O arquiamigo é o amigo que cobra presença, cobra presente, cobra ausência. Incapaz de entender a singularidade do outro, ou enxergar que o outro tem uma vida e uma personalidade, o arquiamigo é um queixoso permanente: se o outro não atender às suas expectativas, ele reagirá com muxoxos, depois com indiretas magoadas por e-mail, num processo que pode resultar em dois desfechos: ou um sumiço total (durante o qual ele se queixará aos amigos do amigo) ou um desabafo desmedido, com acusações que, em outra época, levariam o réu à forca.
Se o amigo do arquiamigo der trela, justificar-se ou desculpar-se, correrá o risco de se tornar um refém submisso, de ter sua autonomia, sua rotina e sua consciência sequestradas, assumindo para si os males do outro e questionando-se como ser humano até ao desespero.

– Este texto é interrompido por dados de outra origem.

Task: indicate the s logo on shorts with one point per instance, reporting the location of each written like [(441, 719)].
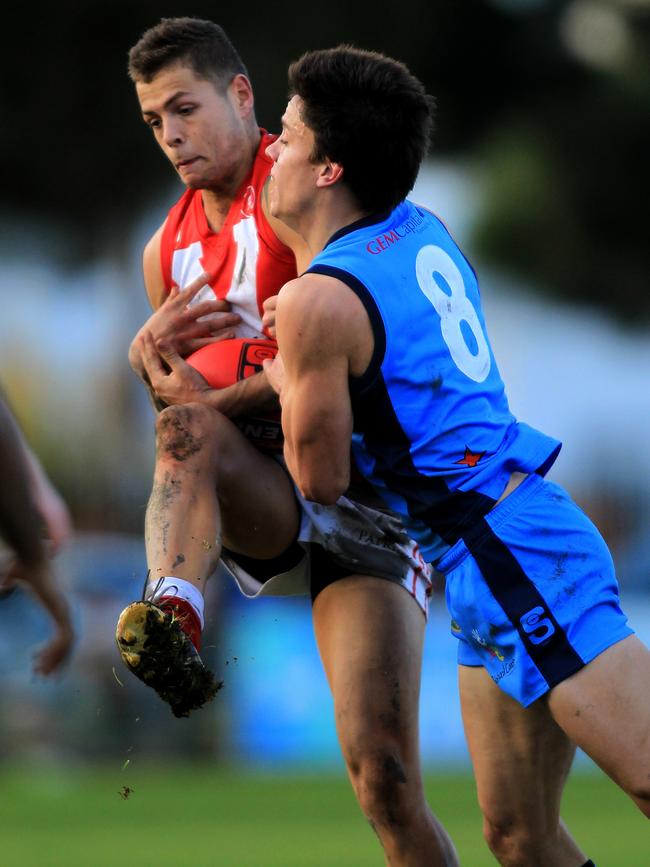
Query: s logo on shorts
[(537, 627)]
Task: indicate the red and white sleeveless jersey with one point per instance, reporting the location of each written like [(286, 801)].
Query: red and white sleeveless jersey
[(247, 262)]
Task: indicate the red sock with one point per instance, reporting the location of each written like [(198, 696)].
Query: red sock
[(187, 617)]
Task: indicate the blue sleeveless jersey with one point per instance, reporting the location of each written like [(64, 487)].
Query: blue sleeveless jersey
[(432, 429)]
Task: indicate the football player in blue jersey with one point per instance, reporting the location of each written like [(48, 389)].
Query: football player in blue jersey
[(383, 343)]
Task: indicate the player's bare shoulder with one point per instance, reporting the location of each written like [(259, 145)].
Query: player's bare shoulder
[(326, 316), (152, 269)]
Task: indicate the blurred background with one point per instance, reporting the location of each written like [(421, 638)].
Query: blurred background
[(539, 168)]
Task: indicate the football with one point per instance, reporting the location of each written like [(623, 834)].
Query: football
[(223, 363)]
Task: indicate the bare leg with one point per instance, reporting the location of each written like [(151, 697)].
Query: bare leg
[(370, 635), (605, 708), (208, 481), (521, 761)]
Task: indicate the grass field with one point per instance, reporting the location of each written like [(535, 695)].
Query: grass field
[(201, 817)]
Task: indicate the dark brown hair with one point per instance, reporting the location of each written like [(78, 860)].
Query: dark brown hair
[(368, 113), (201, 45)]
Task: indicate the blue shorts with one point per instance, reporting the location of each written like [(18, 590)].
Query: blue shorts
[(532, 591)]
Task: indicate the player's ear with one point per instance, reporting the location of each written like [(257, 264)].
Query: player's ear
[(330, 174), (241, 91)]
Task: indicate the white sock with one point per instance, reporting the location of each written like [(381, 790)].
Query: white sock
[(182, 589)]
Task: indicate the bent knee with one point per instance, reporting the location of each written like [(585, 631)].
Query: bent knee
[(182, 431), (384, 786)]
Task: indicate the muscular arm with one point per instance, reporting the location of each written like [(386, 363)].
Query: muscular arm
[(23, 520), (324, 336)]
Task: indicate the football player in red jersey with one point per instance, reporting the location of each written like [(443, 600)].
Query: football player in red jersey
[(29, 505), (216, 495)]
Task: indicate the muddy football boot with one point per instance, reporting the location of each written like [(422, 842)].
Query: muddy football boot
[(154, 642)]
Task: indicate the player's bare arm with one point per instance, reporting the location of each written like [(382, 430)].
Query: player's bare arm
[(175, 382), (324, 336), (187, 326)]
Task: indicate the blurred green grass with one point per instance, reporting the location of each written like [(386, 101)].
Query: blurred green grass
[(202, 817)]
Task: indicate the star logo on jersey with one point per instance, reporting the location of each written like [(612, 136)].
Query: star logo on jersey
[(470, 458)]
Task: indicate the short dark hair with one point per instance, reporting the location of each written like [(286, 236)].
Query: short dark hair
[(201, 45), (368, 113)]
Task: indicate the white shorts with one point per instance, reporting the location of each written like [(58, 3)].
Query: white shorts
[(356, 539)]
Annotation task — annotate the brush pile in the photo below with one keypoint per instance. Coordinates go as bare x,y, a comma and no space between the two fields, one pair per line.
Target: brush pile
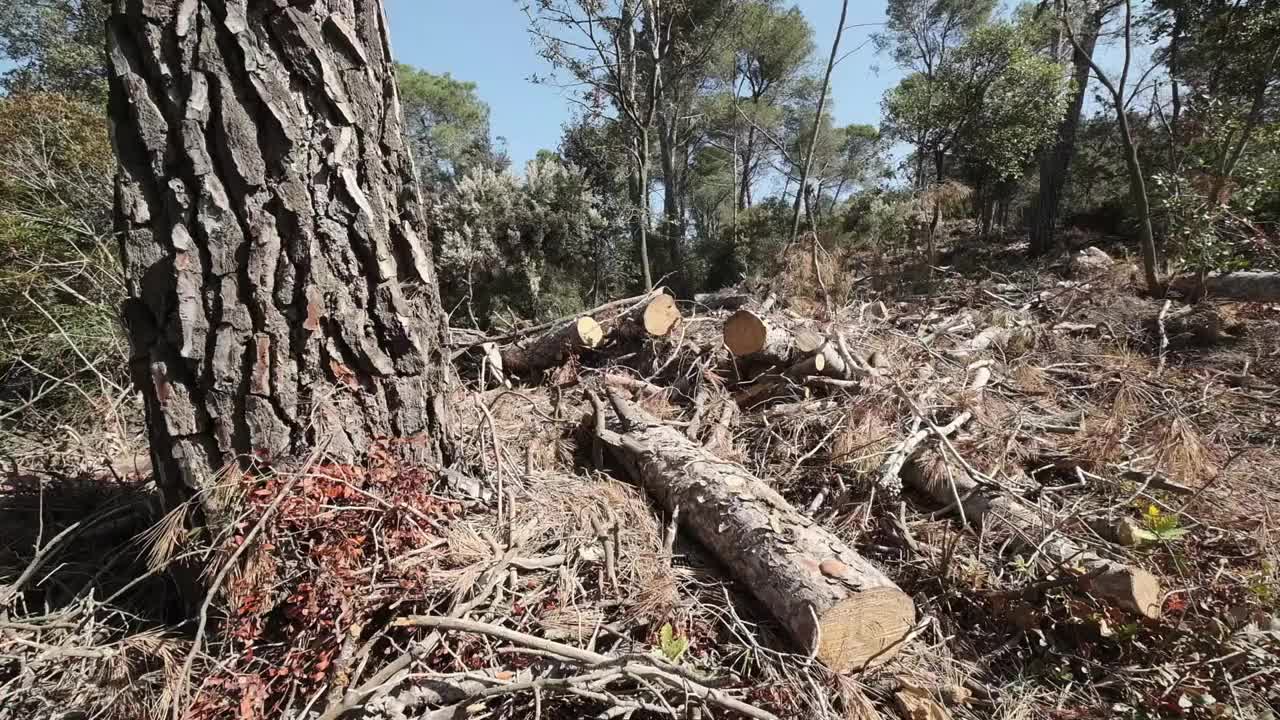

Ele será perdoado, mas atenção: esta é uma promoção por tempo limitado. Se não redobrar esforços em atender à agenda do arquiamigo, cairá novamente na rede das mágoas e, então, a punição será terrível. Se, por outro lado, a vítima do arquiamigo ignorar os apelos como quem finge não ver um fantasma (ao contrário dos fantasmas, o arquiamigo existe!), então o agressor irá arder, como aqueles monstros nos finais de filmes, sem maiores danos, e dane-se.
Na segunda acepção, o arquiamigo é mais sutil. Apesar de ser um poço infinito de amor, é tomado por surtos de inveja ou desejos difusos de usurpar a estabilidade do objeto do afeto. Mais discreto, este consegue conter a fúria e, em vez da cobrança afetiva, usa de um tipo de gentileza opressiva que esconde, no âmago, uma decidida, constante e progressiva desaprovação.
Em geral este tipo de arquiamigo é reconhecido por um certo gestual que consiste em menear a cabeça afirmativamente com um sorriso entre o compungido e o sarcástico, como se fosse algum tipo de beato assassino, ou advogado mal-intencionado, ou aristocrata falido em vias de destruir o sistema por dentro.
O amigo sentir-se-á altamente incomodado com estes e outros sinais, mas não saberá ao certo onde está o problema. Pelas costas, este arquiamigo mais sofisticado falará do amigo a Deus e ao mundo usando um grande repertório de elogios talhados por críticas aparentemente bem-intencionadas, mas que, no final da história, resumem-se a um discurso mais ou menos assim: “Eu adoro a fulana, é a pessoa mais incrível do mundo, uma alta inteligência, mas não adianta, sempre entrando em fria, sempre dando topada, escolhendo cara que é problema, dando pé em cara legal, depois fica deprimida, fuma que nem uma camela, fico passada, mas não tem jeito, não tenho paciência, ninguém merece, no fundo é uma otária, minha melhor amiga, sabe?”.
É claro que, para o amigo (no caso, a amiga), o arquiamigo(a) nunca dirá nada: tudo que o outro receberá será uma concordância protocolar e um sorriso imbecil.
Há outros gêneros de arquiamigos.
Aqueles que escondem até quase o túmulo um grande plano de vingança e o realizam no leito de morte do futuro ex-amigo.
Os que fazem fofocas para “o bem do outro” e acabam de vez com a vida do infeliz.
Há os que calam por cautela, para respeitar e, pasmos, assistem ao amigo seguir, cego, rumo ao parachoque do ônibus.
Há também os arquiamigos involuntários, que o são sem saber, e, por melhores que sejam, tornam-se altamente corrosivos: são os “amigos chatos”. Esses, talvez, os piores.
Seja como for, o arquiamigo pode ser, e muitas vezes é, mais danoso que o arqui-inimigo, que ocupa já uma posição clara e honesta de antagonismo clássico. Assim, num estranho efeito de looping, o arquiamigo se converte no verdadeiro arqui-inimigo, mais arqui-inimigo do que o arqui-inimigo (ou do que a própria arqui-inimizade). Ao passo que num arqui-inimigo regulamentar é possível enxergar o real amigo, que diz as verdades úteis, apara as arestas, mostra o fungo ruim, alerta para a morte da alma.